Sebagian penawaran yang sedang mereka tunggu-tunggu skemanya adalah trade finance World Trade Organization (WTO) dan Bank Dunia. Mereka akan meluncurkan program pendanaan perdagangan global atau Global Trade Liquidity Program (GTLP) senilai US$ 50 miliar. Dana itu akan mereka berikan kepada para eksportir dan importir.
Rencananya, dari total plafon komitmen tersebut, sebanyak US$ 6 miliar akan mengalir ke eksportir dan importir di negara-negara berkembang, termasuk Indonesia. Bank Dunia dan WTO telah menunjuk empat bank sebagai agen yakni Standard Chartered Bank, Citigroup, Rabobank Nederland, dan Standard Bank of South Afrika.

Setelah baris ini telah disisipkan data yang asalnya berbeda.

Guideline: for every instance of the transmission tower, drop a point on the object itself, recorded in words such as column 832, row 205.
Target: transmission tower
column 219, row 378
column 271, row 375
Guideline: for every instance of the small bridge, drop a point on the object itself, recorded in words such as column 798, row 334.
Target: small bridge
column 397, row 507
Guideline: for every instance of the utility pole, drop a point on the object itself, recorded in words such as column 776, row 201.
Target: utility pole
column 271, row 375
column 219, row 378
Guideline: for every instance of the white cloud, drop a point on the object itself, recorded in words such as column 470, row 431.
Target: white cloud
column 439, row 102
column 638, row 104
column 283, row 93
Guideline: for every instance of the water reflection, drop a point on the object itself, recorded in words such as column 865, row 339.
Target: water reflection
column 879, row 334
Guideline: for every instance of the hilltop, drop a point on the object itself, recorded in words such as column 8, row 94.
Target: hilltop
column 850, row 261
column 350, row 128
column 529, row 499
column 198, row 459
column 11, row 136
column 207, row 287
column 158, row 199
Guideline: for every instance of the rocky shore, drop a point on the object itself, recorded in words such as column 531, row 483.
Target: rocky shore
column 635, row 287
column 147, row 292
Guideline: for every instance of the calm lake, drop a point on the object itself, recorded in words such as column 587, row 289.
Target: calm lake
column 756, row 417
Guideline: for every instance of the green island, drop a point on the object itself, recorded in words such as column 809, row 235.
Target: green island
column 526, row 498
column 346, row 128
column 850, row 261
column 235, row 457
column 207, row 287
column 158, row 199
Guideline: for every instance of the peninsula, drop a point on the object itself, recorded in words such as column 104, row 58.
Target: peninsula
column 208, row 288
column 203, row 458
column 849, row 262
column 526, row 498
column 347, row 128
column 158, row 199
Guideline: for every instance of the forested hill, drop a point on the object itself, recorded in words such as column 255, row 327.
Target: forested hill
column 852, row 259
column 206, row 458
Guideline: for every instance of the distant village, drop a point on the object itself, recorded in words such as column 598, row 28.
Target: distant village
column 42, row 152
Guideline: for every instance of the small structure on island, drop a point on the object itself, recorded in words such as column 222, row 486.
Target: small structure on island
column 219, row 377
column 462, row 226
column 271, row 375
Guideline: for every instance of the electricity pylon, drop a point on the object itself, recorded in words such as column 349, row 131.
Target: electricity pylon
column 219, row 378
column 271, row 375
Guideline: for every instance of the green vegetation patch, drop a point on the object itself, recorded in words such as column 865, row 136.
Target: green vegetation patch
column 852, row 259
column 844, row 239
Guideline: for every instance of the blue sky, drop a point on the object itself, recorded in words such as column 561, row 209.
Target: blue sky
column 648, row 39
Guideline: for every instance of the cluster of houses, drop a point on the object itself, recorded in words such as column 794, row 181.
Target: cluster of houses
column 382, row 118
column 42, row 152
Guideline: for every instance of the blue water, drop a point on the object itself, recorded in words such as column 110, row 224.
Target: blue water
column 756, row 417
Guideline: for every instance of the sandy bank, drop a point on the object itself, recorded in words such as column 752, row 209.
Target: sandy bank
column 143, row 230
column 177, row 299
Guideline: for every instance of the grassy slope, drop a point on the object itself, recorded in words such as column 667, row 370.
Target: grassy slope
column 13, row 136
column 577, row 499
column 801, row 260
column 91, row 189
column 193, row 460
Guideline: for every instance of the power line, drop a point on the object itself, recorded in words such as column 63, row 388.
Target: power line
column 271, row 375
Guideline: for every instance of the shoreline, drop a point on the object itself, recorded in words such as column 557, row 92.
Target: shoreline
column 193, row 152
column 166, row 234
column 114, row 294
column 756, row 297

Senior Vice President Wholesale Product PT Bank Mandiri Tbk. Paul Tehusijarana bilang, Indonesia masih membutuhkan fasilitas trade financing. Itu akan membantu likuiditas bank untuk mendanai aktifitas bisnis trade finance. "Tapi jika bertujuan meningkatkan trade finance, bunga kredit kecil," ujarnya.
Semua bank di Indonesia juga berhak menjadi agen penyalur dana tersebut. "Cakupan dan syaratnya harus jelas agar bank bisa mengajukan diri sebagai agen," ujar Paul.
Kepala Divisi Tresuri PT Bank Rakyat Indonesia Tbk (BRI) Dede Suherman menambahkan, jika bunga yang ditawarkan terlalu tinggi, fasilitas ini malah akan menjadi percuma.
Direktur Tresuri dan Internasional PT BNI Tbk Bien Subiantoro mengaku tidak khawatir manuver lembaga keuangan dunia tersebut akan memukul perbankan lokal dalam bisnis ini. "Pasalnya, selama ini banyak pasar yang belum digarap oleh industri perbankan kita sendiri," lanjut Bien. Apalagi, jika mereka menawarkan bunga rendah, transaksi trade financing akan marak.